Connect SuperML | Leeroopedia MCP: Equip your AI agents with best practices, code verification, and debugging knowledge. Powered by Leeroo — building Organizational Superintelligence. Contact us at founders@leeroo.com.

Implementation:Apache Airflow SecretsMasker

From Leeroopedia


Knowledge Sources
Domains Security, Logging
Last Updated 2026-02-08 21:00 GMT

Overview

Secret redaction engine that prevents sensitive values from appearing in Airflow logs by implementing a logging.Filter subclass that recursively replaces secret patterns with *** across strings, dicts, lists, tuples, enums, and Kubernetes V1EnvVar objects.

Description

The SecretsMasker class is a singleton logging.Filter that intercepts log records and redacts any values matching registered secret patterns. Its design supports multiple layers of secret detection:

  • Pattern-based masking: Secrets are registered via add_mask() which compiles them into a combined regex replacer. Any string passing through redact() has matching substrings replaced with ***.
  • Key-based masking: Field names matching entries in DEFAULT_SENSITIVE_FIELDS (e.g., password, api_key, secret, token) trigger full redaction of their associated values regardless of pattern matching.
  • Recursive redaction: The _redact() method walks nested data structures (dicts, lists, tuples, sets, enums, K8s V1EnvVar) up to MAX_RECURSION_DEPTH (5) levels deep.
  • Merge support: The merge() method allows restoring original values from a redacted copy -- if a user-modified redacted value still contains ***, the original unredacted value is restored; otherwise the new value is preserved.

The RedactedIO class wraps sys.stdout as a TextIO implementation that automatically redacts any text written through it, used with contextlib.redirect_stdout().

Key safety features:

  • Secrets shorter than min_length_to_mask (default: 5 characters) are not masked to avoid false positives.
  • The common term "airflow" is excluded from masking via SECRETS_TO_SKIP_MASKING.
  • An ALREADY_FILTERED_FLAG prevents duplicate processing when filters are attached to multiple handlers.
  • Failed redaction attempts return "<redaction-failed>" rather than exposing sensitive data.

Usage

from airflow_shared.secrets_masker.secrets_masker import SecretsMasker, mask_secret, redact

# Register a secret to be masked
mask_secret("my-super-secret-password")

# Redact a string containing the secret
result = redact("Connection string: user:my-super-secret-password@host")
# Result: "Connection string: user:***@host"
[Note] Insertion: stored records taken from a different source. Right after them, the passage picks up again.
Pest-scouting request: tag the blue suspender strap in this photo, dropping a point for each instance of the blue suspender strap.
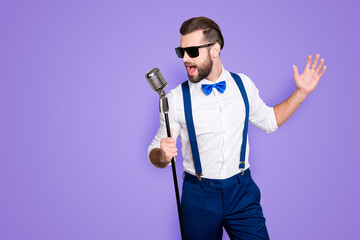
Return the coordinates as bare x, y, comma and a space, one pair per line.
191, 128
246, 102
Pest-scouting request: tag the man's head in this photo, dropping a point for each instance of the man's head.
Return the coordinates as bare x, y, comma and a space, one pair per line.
204, 34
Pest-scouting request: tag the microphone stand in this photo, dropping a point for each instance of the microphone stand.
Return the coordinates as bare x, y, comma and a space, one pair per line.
164, 106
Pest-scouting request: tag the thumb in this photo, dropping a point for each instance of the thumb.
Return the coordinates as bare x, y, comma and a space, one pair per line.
296, 72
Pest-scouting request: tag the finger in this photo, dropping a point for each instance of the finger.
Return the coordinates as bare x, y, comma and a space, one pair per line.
315, 61
322, 71
308, 62
296, 71
320, 65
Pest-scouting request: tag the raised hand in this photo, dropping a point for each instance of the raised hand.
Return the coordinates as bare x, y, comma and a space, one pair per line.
307, 81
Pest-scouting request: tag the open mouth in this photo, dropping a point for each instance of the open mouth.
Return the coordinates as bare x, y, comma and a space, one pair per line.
191, 68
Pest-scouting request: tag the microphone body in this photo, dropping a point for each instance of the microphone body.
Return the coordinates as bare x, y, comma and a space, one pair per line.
158, 83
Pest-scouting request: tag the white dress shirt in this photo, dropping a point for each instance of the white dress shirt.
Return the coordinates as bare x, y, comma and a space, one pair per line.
219, 123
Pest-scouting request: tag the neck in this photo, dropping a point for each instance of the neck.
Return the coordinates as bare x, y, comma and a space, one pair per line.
215, 71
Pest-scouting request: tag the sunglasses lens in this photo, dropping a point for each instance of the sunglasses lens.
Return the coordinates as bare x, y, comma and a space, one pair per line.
193, 52
179, 52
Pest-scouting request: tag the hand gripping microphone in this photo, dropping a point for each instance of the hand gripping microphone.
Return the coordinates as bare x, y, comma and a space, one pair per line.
158, 83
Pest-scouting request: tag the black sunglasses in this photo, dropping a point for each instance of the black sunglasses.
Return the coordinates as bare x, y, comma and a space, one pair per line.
191, 51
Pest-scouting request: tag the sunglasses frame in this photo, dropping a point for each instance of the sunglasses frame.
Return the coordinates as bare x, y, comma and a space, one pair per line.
193, 52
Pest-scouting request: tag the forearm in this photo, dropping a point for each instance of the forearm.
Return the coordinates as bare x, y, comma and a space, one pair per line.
284, 110
156, 158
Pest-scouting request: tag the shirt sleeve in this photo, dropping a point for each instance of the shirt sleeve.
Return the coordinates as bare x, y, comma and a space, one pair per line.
261, 115
174, 125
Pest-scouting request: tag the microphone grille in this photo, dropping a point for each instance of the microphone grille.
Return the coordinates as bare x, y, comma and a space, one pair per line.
156, 79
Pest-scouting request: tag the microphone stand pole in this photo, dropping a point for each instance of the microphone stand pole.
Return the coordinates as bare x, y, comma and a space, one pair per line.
165, 109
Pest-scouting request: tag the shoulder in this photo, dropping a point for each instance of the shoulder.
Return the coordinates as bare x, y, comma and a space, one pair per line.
248, 83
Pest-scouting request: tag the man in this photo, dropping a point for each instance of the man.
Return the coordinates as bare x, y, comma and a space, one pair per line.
210, 113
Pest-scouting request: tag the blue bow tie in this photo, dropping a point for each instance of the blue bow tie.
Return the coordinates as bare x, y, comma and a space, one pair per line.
220, 86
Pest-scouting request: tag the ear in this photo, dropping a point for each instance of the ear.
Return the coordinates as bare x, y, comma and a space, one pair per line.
215, 50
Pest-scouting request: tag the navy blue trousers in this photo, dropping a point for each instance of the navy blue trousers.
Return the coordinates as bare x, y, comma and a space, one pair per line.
232, 203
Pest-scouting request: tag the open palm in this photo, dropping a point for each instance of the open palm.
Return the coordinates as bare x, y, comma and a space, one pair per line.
308, 80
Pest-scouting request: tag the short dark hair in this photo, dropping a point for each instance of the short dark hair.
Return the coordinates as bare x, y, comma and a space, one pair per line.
210, 29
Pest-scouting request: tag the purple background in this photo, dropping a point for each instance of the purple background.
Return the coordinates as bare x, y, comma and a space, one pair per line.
77, 115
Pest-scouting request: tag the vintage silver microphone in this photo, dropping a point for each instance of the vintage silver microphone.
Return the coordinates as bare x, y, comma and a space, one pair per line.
158, 83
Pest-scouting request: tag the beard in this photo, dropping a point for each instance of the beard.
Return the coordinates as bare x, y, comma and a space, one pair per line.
203, 70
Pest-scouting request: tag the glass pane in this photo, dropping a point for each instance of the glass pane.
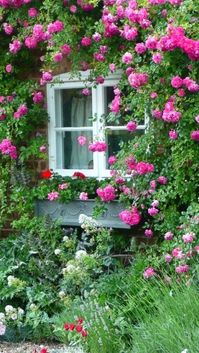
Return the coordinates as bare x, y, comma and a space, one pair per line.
115, 137
70, 155
73, 108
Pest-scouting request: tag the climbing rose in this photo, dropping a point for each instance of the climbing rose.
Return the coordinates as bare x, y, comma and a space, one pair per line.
130, 217
46, 174
144, 168
98, 146
195, 135
82, 140
106, 194
182, 269
131, 126
53, 195
83, 196
149, 272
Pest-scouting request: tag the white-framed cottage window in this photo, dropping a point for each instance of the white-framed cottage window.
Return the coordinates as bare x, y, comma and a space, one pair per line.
71, 115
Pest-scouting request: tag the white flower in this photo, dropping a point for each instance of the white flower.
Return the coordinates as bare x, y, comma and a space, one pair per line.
57, 251
2, 329
9, 309
80, 254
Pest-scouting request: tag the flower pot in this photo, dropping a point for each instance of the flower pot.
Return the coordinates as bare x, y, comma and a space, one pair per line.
68, 213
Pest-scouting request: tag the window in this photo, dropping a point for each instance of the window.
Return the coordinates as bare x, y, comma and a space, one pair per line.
71, 115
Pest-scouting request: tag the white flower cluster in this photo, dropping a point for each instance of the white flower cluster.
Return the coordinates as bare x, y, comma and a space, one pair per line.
88, 224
# Redact a dict with sensitive keys
data = {"password": "hunter2", "host": "db.example.com"}
result = redact(data)
# Result: {"password": "***", "host": "db.example.com"}

Code Reference

Source Location

  • Repository: Apache_Airflow
  • File: shared/secrets_masker/src/airflow_shared/secrets_masker/secrets_masker.py

Key Classes

SecretsMasker (lines 184-585)

class SecretsMasker(logging.Filter):
    """Redact secrets from logs."""

    replacer: Pattern | None = None
    patterns: set[str]
    ALREADY_FILTERED_FLAG = "__SecretsMasker_filtered"
    MAX_RECURSION_DEPTH = 5
    min_length_to_mask = 5

    def __init__(self): ...

    def filter(self, record) -> bool:
        """logging.Filter interface -- redacts all record attributes."""

    def redact(
        self, item: Redactable, name: str | None = None,
        max_depth: int | None = None, replacement: str = "***",
    ) -> Redacted:
        """Redact any secrets found in item, if it is a string."""

    def merge(
        self, new_item: Redacted, old_item: Redactable,
        name: str | None = None, max_depth: int | None = None,
        replacement: str = "***",
    ) -> Redacted:
        """Merge a redacted item with its original unredacted counterpart."""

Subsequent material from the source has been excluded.